Ann finally acts on her plan. She lures Loomis from the house with a note offering to talk if he meets her unarmed, then steals the safe-suit and waits for Loomis to arrive. When he does, she reveals her knowledge of Edward's murder, which shocks Loomis enough to stop him from shooting her. He begs her not to leave him alone. Ann tells him she will send people to him if she finds any, goes south, and leaves. Loomis's last action is to call out that he once saw birds circling to the west. Ann listens and walks west into the irradiated zone, hoping to see a green horizon.

==Title==
As a child, Ann had owned a Biblical ABC book which mentioned the prophet Zachariah. She remembers thinking that if Adam (who was used for the letter "A") was the first man on earth, Zachariah (who represented the letter "Z") must be the last, and likens this to her status as the last survivor of the war.

==Setting==
The story's events are set almost entirely in Burden Valley, a small and remote valley somewhere in the USA. It was named after the protagonist's ancestors, who were its first settlers and built a farm in the northern end. The only other inhabitants were the Kleins, a couple who owned the store and mainly did business with Amish farmers to the south.

The valley is approximately 4 miles long, from Burden Hill in the north to an S-shaped pass in the south called "the gap". The largest of its two streams, Burden Creek, is radioactive because its source is outside the valley. It runs parallel to the road from north to south and exits the valley through the gap. A smaller stream originates from a deep spring on an eastern hillside and feeds a small lake with fish that provide a food source for Ann. The stream then meanders south and joins Burden Creek. Much of the valley is made up of woodlands.

Ann initially thinks the animals in the Valley are probably the last of their species; however, at the end of the book Loomis reveals he has seen birds flying in the distance west of the valley, which implies other life as well. There are rabbits and squirrels in the valley. There are also some crows, which Ann believes survived because only they had the "sense" to stay in the valley, while other birds migrated.
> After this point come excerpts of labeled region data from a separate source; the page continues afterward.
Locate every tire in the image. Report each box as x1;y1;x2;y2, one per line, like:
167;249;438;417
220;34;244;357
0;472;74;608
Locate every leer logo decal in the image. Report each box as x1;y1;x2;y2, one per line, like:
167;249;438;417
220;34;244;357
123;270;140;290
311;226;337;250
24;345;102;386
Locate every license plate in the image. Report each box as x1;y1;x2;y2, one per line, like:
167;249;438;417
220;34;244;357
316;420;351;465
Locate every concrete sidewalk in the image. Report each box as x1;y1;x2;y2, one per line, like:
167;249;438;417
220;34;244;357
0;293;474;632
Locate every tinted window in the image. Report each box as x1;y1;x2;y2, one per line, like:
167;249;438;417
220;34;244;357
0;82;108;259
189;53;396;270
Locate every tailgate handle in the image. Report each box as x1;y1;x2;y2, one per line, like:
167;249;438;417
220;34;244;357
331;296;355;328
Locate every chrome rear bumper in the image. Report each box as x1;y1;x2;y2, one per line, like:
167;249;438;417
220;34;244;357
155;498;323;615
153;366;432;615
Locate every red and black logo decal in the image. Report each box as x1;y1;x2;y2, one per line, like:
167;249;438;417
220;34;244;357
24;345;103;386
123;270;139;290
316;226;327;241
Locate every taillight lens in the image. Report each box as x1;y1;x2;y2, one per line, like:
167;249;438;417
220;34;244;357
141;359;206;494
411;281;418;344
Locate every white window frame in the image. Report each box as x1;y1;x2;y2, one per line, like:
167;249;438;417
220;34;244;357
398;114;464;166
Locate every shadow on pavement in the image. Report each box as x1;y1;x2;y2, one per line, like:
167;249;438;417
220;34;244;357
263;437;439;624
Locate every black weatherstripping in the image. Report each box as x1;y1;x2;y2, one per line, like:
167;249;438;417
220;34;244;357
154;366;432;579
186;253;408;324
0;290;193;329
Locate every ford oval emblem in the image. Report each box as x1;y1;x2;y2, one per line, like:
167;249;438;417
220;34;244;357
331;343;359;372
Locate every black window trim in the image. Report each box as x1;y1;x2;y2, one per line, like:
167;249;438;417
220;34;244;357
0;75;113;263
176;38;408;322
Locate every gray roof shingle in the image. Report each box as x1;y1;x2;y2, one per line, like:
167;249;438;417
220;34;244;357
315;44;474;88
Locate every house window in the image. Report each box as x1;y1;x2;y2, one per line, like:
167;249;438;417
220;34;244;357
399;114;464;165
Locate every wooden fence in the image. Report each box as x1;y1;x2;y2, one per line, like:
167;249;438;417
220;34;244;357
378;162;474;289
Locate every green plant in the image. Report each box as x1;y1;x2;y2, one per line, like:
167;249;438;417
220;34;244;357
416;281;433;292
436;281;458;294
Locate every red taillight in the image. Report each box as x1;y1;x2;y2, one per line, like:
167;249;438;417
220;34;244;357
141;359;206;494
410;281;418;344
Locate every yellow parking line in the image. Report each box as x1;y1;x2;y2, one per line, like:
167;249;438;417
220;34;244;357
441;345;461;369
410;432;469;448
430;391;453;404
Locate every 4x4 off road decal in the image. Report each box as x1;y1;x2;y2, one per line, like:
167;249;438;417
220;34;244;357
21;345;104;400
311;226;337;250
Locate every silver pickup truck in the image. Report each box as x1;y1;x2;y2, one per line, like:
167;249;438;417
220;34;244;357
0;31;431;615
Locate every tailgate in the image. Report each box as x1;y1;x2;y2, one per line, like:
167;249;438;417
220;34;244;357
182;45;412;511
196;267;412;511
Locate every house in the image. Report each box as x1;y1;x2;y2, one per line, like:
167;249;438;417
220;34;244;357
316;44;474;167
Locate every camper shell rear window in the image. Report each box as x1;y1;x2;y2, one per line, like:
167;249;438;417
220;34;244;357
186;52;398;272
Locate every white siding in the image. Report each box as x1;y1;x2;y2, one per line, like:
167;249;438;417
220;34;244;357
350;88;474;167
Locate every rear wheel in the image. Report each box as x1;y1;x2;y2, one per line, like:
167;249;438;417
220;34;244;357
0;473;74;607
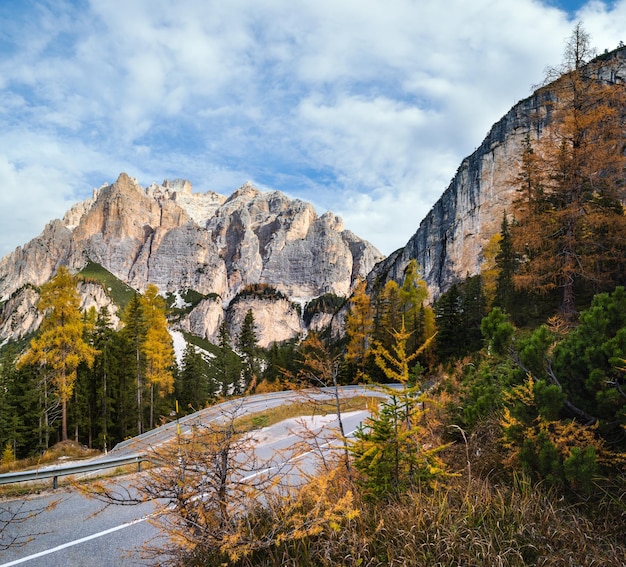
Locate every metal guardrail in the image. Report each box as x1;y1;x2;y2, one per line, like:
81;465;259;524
0;385;395;489
0;454;147;489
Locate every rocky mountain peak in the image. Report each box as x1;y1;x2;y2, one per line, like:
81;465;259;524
227;181;261;202
0;173;383;344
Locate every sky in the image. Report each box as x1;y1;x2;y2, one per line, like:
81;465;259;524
0;0;626;257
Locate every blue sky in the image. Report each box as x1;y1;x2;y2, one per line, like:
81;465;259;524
0;0;626;257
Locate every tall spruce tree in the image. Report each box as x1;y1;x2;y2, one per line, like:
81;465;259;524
237;309;259;391
512;24;626;319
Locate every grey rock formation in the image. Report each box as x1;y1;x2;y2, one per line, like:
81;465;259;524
0;173;383;344
368;48;626;299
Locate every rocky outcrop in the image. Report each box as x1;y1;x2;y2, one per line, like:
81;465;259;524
368;48;626;299
0;173;383;342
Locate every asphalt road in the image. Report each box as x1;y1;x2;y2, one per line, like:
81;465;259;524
0;389;371;567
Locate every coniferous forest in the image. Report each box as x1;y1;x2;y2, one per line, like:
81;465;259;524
0;25;626;566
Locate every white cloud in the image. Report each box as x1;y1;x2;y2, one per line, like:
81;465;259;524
0;0;626;255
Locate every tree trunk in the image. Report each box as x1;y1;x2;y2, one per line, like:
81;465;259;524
61;398;67;441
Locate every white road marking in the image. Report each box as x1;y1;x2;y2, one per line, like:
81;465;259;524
0;516;150;567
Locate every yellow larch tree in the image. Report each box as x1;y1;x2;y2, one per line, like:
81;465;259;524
142;284;175;428
19;266;98;441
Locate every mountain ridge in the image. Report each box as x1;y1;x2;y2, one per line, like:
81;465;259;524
0;173;383;344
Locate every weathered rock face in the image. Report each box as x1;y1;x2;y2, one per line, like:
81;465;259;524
368;48;626;299
224;297;304;347
0;173;383;343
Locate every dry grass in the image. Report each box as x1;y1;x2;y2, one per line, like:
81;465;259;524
238;478;626;567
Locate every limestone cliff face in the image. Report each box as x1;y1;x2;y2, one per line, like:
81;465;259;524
368;48;626;299
0;173;383;344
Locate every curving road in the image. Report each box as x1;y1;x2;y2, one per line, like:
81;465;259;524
0;387;380;567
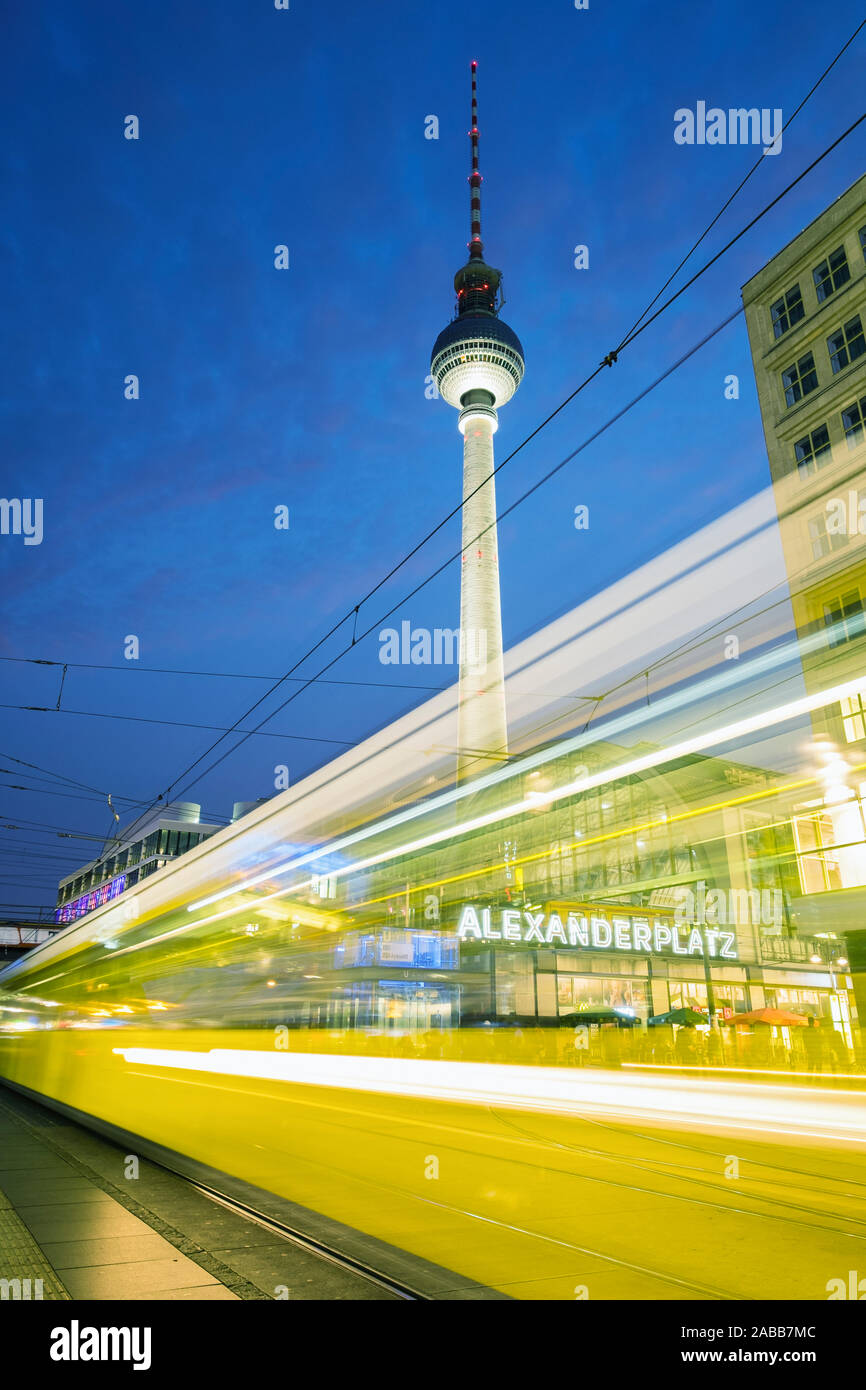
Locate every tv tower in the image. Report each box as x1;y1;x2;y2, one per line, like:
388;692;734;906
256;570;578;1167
431;63;524;781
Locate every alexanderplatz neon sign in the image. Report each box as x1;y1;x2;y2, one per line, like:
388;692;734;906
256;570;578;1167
457;904;738;960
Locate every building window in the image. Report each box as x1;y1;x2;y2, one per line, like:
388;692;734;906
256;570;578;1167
842;396;866;449
781;352;817;406
794;813;842;892
809;512;848;560
824;589;866;646
770;285;806;338
812;246;851;304
827;314;866;373
794;425;831;478
840;687;866;744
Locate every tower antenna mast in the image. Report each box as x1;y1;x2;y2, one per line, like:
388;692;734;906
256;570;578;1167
468;63;484;260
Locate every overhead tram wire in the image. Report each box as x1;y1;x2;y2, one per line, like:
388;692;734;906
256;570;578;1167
157;306;742;796
0;656;448;692
0;706;358;750
628;19;866;344
72;111;866;872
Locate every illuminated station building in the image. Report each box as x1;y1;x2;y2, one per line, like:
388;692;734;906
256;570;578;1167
293;111;866;1048
35;95;866;1061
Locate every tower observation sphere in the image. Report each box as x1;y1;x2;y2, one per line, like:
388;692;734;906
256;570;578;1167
431;63;524;781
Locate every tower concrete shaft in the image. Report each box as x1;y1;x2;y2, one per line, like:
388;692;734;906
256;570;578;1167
457;406;507;781
431;63;524;781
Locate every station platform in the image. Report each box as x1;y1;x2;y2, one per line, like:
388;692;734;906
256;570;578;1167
0;1086;399;1302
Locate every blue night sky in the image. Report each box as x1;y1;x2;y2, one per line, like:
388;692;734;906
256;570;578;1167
0;0;866;910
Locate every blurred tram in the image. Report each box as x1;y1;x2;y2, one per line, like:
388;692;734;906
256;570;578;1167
0;498;866;1295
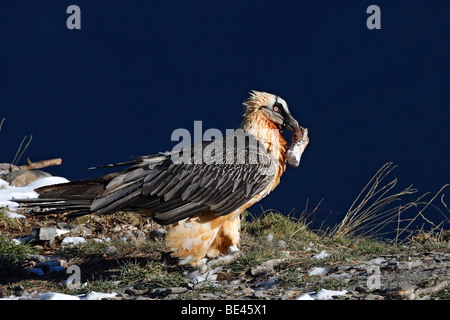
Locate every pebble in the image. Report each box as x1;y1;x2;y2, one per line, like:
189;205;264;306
103;246;119;257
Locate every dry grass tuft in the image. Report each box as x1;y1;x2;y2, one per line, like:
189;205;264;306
329;162;450;243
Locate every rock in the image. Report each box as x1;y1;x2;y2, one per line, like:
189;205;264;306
103;246;119;257
61;237;86;246
31;227;57;241
150;228;167;240
250;259;285;276
2;170;51;187
31;227;69;241
274;240;287;249
25;253;47;263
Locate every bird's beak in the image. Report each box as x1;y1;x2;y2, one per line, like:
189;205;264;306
283;114;303;141
283;114;300;133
There are two cows, a bull calf, and chickens on Ann's farm. Finally, there is the dog, Faro, who belonged to Ann's cousin David.

The most important feature of the valley is that it is somehow separated from the surrounding atmosphere and has its own weather system. Loomis calls it a meteorological enclave created by an inversion (i.e., air only rising, not falling), but he views its existence as so unlikely that it is only a theoretical possibility.

==Major themes==
Seeing the story as a conflict between an innocent girl and a domineering male scientist bent on controlling the valley, reviewers have found themes such as the destructiveness of science (at least when it is separated from conscience), the corrupting effect of the desire for power, and the moral value of individual freedom. Ann's sensitivity and love of nature are viewed as contrasting with Loomis' callous reasoning and selfish compulsion to take control. Writing for The Spectator in April 1975, Peter Ackroyd concludes that "science turns paradise sour." Reviews the same year in The Junior Bookshelf and Times Literary Supplement described Ann as an unwilling Eve who "finally refuses to begin the whole story over again." Another major theme of this book is survival, because the whole story is about surviving after a nuclear holocaust.

==Adaptations==
Soon after the book was published it was serialized in the UK in the teenage magazine Jackie.

In February 1984, the BBC presented a film adaptation for its Play for Today series in which the setting was changed from America to Wales.

Z for Zachariah, a 2015 film adaptation of the novel premiered in January 2015 with financing from Creative Artists Agency (CAA) and Material Pictures. Eschewing the central Adam/Eve theme and its deconstruction of abusive and controlling relationships, it adds a third character and involves a love triangle. It stars Margot Robbie, Chiwetel Ejiofor, and Chris Pine. Craig Zobel directs from an adapted script by Nissar Modi. Filming took place on New Zealand's Banks Peninsula and in the small former coal mining town of Welch, West Virginia.